With most of the stoopid science behind them, this finale is basically a lot of great action sequences, with a couple good moments, and some questionable script and acting. Enough for an evening’s entertainment? Well, that would be up to you. The ride, from the get go, is pretty unrelenting. As a story, this popcorner held together way better than the first two; motivations were mostly clear and mostly made sense. Satisfying? Eh. I never was able to read past the first book of the series myself (the science and plot were just so poorly thought through), so I’m clearly not the target audience.
You may have noticed I used “mostly” a good deal in my comments. There are still some truly horrendous moments of bad science, plotting, and dialogue. However, relative to its earlier installments, it is a huge leap forward.
What is sad is that these young actors, from Dylan O’Brien (The First Time), Thomas Brodie-Sangster (Game of Thrones), Will Poulter (The Revenant), Rosa Salazar (The Scorch Trials), Ki Hong Lee (Unbreakable Kimmy Schmidt), and Kaya Scodelario (Pirates of the Caribbean: Dead Men Tell No Tales), to the adults Giancarlo Esposito (Money Monster), Patricia Clarkson (Learning to Drive), Barry Pepper (The Lone Ranger), Aidan Gillen (King Arthur: Legend of the Sword), and Walton Goggins (The Hateful Eight) are all capable. Of this rather packed list, only Salazar, Esposito and Goggins have any real moments in the final cut and they are minor characters. The rest are just going through their paces and getting through the script. They aren’t awful, but nothing pops out as emotionally effective, which is a crime at the end of a trilogy. You may have hated how Hunger Games finaled, but you can’t claim it didn’t have emotional punch.
There are also a few craft issues. First and foremost, directors have to learn that when you’re going to do an IMAX release, that any hand-held camera work you have should be cut by 30%-50% from what you think you want to do. The size of the screen amplifies movement and a shaky cam gets quickly unwatchable. Maze isn’t the first offender, or even the worst (which was Hunger Games), but somehow it still keeps happening. Then there were the costuming issues. Let’s just say that the lower class and the kids were way too clean and crisp for people living in the streets and that having female scientists in 4″ heels was, well, a bit out of touch these days (forgetting how absurd it was).

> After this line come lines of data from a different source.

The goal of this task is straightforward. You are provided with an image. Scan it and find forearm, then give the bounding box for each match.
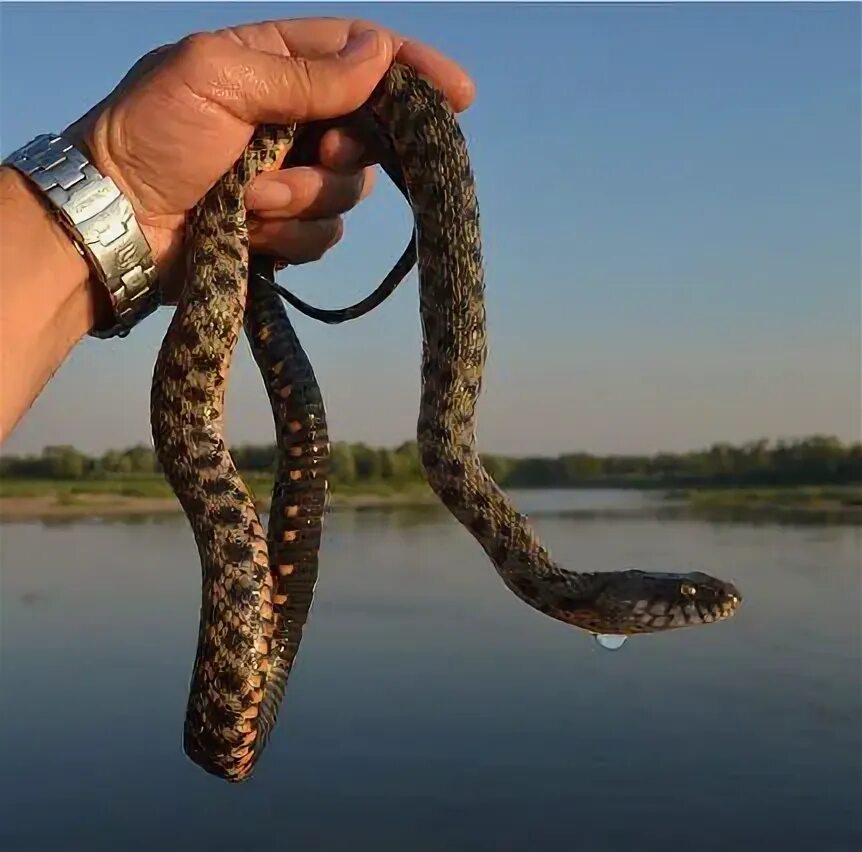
[0,167,108,443]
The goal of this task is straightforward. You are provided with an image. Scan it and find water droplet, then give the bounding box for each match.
[594,633,627,651]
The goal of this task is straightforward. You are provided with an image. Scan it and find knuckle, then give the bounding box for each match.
[177,31,219,61]
[286,57,315,119]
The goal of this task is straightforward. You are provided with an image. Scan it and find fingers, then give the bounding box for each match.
[214,18,475,115]
[318,128,367,172]
[177,27,394,125]
[231,17,360,56]
[246,139,376,263]
[261,18,476,112]
[394,39,476,113]
[247,165,375,220]
[249,216,343,264]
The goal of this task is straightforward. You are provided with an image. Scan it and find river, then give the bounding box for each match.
[1,490,859,851]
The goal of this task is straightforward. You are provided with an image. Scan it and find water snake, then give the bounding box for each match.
[151,62,742,782]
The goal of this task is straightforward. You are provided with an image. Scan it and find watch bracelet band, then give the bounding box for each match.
[2,133,159,338]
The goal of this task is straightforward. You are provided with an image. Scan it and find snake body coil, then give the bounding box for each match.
[152,64,741,783]
[152,126,328,781]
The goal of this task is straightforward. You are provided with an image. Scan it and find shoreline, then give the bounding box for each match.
[0,491,440,520]
[1,487,860,522]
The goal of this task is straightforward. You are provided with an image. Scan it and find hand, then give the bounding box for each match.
[64,17,475,301]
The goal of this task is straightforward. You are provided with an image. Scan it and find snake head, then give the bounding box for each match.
[590,569,742,635]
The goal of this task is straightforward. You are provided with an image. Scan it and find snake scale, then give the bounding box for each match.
[151,63,742,782]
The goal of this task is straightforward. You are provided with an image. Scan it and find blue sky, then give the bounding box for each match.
[1,2,859,455]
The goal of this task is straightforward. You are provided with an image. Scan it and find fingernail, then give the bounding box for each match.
[338,29,380,63]
[246,178,292,211]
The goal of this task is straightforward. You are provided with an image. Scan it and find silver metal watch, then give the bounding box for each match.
[3,133,159,338]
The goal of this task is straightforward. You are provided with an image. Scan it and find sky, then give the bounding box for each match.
[1,2,859,456]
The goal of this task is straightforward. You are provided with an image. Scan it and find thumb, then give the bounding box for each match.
[186,28,394,126]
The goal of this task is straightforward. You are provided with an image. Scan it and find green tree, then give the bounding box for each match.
[507,456,564,487]
[352,443,381,481]
[43,445,86,479]
[560,453,602,483]
[378,448,396,479]
[392,441,422,481]
[480,453,514,485]
[329,443,357,483]
[123,445,156,474]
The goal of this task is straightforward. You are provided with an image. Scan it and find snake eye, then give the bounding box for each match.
[680,583,697,597]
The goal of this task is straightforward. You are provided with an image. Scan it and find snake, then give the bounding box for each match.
[151,62,742,783]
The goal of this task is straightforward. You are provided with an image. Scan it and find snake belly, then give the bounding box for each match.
[151,125,328,782]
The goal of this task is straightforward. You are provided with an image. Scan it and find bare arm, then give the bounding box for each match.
[0,168,105,442]
[0,17,475,446]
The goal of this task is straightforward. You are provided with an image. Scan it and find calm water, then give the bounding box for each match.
[1,491,859,851]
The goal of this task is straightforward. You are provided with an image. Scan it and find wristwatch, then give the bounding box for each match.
[2,133,159,338]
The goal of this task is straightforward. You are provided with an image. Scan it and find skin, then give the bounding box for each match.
[0,17,475,444]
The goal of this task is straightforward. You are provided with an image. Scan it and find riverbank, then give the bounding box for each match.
[0,477,438,520]
[668,485,862,512]
[1,478,859,521]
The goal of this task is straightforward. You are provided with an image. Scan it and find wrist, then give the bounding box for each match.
[0,166,110,335]
[0,166,110,442]
[3,133,160,339]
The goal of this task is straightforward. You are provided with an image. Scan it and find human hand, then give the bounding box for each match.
[64,18,475,301]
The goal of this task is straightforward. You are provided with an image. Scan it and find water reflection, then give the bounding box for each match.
[0,491,859,851]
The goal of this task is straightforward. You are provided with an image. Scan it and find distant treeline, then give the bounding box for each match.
[1,436,859,489]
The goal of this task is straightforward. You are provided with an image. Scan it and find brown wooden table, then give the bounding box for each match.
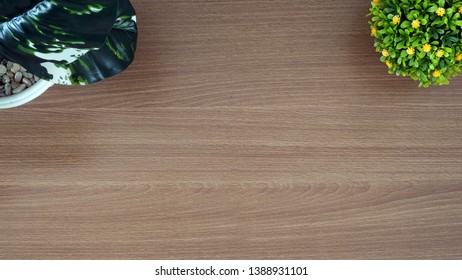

If you’re hooked or a mega-fan, you’ll probably enjoy this wind up. Frankly, as a film series, I’d have liked to see at least an attempt at a better script and more than a passing attempt to make a movie rather than a glorified and stitched together series of action sequences. If there is anything that films like Jumanji have taught the industry in the last year, you can have your cake and eat it too when it comes to silly action films. A good script pays massive dividends; pretty pictures alone only works some of the time (witness films like Avatar). While Death Cure didn’t make me wish for the big sleep, I can’t say I’d ever need to see this hobbled piece of trifle again.